Chiisakobé

Un soir, un incendie ravage un ensemble de vieux bâtiments en bois dont faisaient partie les bureaux de l’entreprise de construction familiale Daitomé, occasionnant la mort de son propriétaire et de sa femme. Du jour au lendemain, Shigeji, architecte de formation et leur héritier, se retrouve orphelin et responsable d’une société que beaucoup promettent à la disparition. Mais ce serait oublier les deux préceptes familiaux : « Volonté et Humanité ». De la volonté, de l’humanité, il va lui en falloir pour faire perdurer l’héritage familial tout en devant supporter la venue d’une jeune fille de 20 ans, une ancienne amie d’enfance, qui a pris sous son aile cinq orphelins laissés à la rue suite à la disparition de leur orphelinat dans le même incendie.

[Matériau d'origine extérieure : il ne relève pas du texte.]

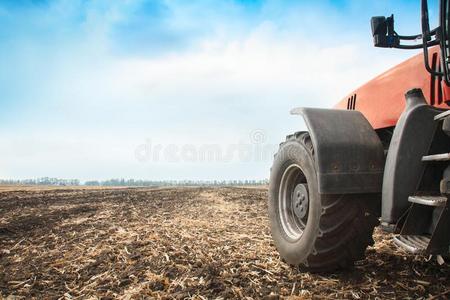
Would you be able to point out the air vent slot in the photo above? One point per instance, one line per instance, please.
(436, 82)
(351, 102)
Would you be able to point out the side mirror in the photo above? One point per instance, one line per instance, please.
(383, 32)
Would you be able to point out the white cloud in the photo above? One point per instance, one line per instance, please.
(96, 108)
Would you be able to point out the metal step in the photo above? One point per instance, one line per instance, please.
(442, 115)
(428, 200)
(416, 244)
(437, 157)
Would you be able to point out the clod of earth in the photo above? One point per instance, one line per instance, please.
(177, 243)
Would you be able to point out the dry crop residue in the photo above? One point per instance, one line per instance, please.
(177, 243)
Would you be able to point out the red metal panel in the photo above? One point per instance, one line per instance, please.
(382, 99)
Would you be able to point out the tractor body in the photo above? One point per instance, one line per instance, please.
(380, 156)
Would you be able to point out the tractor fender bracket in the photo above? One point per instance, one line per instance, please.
(348, 153)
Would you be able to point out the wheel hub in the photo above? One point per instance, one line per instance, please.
(300, 201)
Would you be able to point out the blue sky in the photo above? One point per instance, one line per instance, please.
(92, 89)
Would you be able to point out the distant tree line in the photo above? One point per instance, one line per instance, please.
(130, 182)
(134, 182)
(40, 181)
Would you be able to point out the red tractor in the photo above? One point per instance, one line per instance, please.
(373, 158)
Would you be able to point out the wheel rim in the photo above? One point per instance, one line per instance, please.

Chiisakobé est l’adaptation par Mochizuki Minetarô d’une nouvelle écrite il y a une cinquantaine d’années par le romancier Yamamoto Shûgorô. L’histoire s’y déroulait à l’époque Edo, le mangaka reprend la trame principale tout en la situant à notre époque contemporaine pour actualiser son propos. Mochizuki n’est pas un inconnu des lecteurs francophones il est l’auteur de Dragon Head, une série culte parue chez nous dès le mitan des années 1990. L’échec commercial de Maiwai chez Pika pouvait nous faire craindre de ne plus pouvoir le lire dans nos contrées. Heureusement, Le Lézard Noir nous propose ici sa dernière création, parue au Japon entre 2012 et 2015 dans l’hebdomadaire Big Comic Spirits (Kôdansha) et disponible en quatre volumes au format relié. À cette occasion, l’auteur a été invité en 2016 par le Festival d’Angoulême, ce qui a permis d’en apprendre plus sur son travail.

Passer de Maiwai à Chiisakobé peut être déroutant : le premier titre est une longue série d’aventure au rythme effréné alors que le second a une narration très calme, souvent introspective. D’une nouvelle originale d’une quarantaine de pages, Mochizuki réussit à faire un manga en quatre volumes, comptant un peu moins de 900 pages. Pour expliquer cette différence de longueur, on pourrait évoquer le faible nombre de cases par planche, de trois à cinq, associé aux fréquentes (et superbes) doubles pages. Mais surtout, ce dispositif vient soutenir un rythme narratif subtil et délicat, qui réussit à conserver l’intérêt du lecteur (notamment grâce au jeu des cliffhanger de fin de chapitre) tout en traitant de choses infimes et fragiles. On retrouve une attention comparable accordée au rythme entre les quatre tomes : après un premier volume riche en événements, le second s’attache simplement à mettre en place les révélations du troisième, le dernier se consacrant au dénouement de l’intrigue.

Passer de La Dame de la chambre close ou de Dragon Head à Chiisakobé est encore plus déroutant, tant le traitement graphique a changé. Par exemple, La Dame de la chambre close est composée de pages chargées, aussi bien graphiquement (avec une surabondance de trames) que narrativement (les planches contiennent six à huit cases). Dans Chiisakobé, l’auteur supprime les détails inutiles, cherche une prédominance du blanc, utilise une trame unique et, comme déjà signalé, compose ses planches avec trois à cinq cases. Maiwai marquait une première évolution vers cette simplification dans le dessin, principalement au niveau des visages, mais les trames y restaient omniprésentes. Comme Mochizuki l’a lui-même confirmé, c’est avec Tôkyô Kaidô que ce changement « final » s’est concrétisé. L’épure dans le dessin, notamment pour les traits du visage ou les décors, est désormais explicitement recherchée par le mangaka.

Autre évolution marquante : le changement de point de vue qui se met en place dans le premier tome de Tôkyô Kaidô et que l’on retrouve tant dans Chiisakobé, à savoir l’introduction fréquente d’une vue subjective. Délaissant la recherche d’efficacité narrative que l’on trouvait dans Maiwai, il privilégie désormais le regard personnel que l’auteur porte sur les choses et les gens. Toutefois, le principal changement est thématique. Mochizuki s’intéresse en profondeur à ses personnages, tant dans Tôkyô Kaidô que dans Chiisakobé. La dramatisation du récit ne repose plus sur l’aventure ou l’horreur mais sur les relations entre les personnages et sur le dialogue (ou l’absence de celui-ci). L’humain (les relations humaines, la subjectivité des protagonistes, la place dans la société japonaise) est le nouveau moteur créatif du mangaka. Il en résulte une œuvre subtile et fascinante.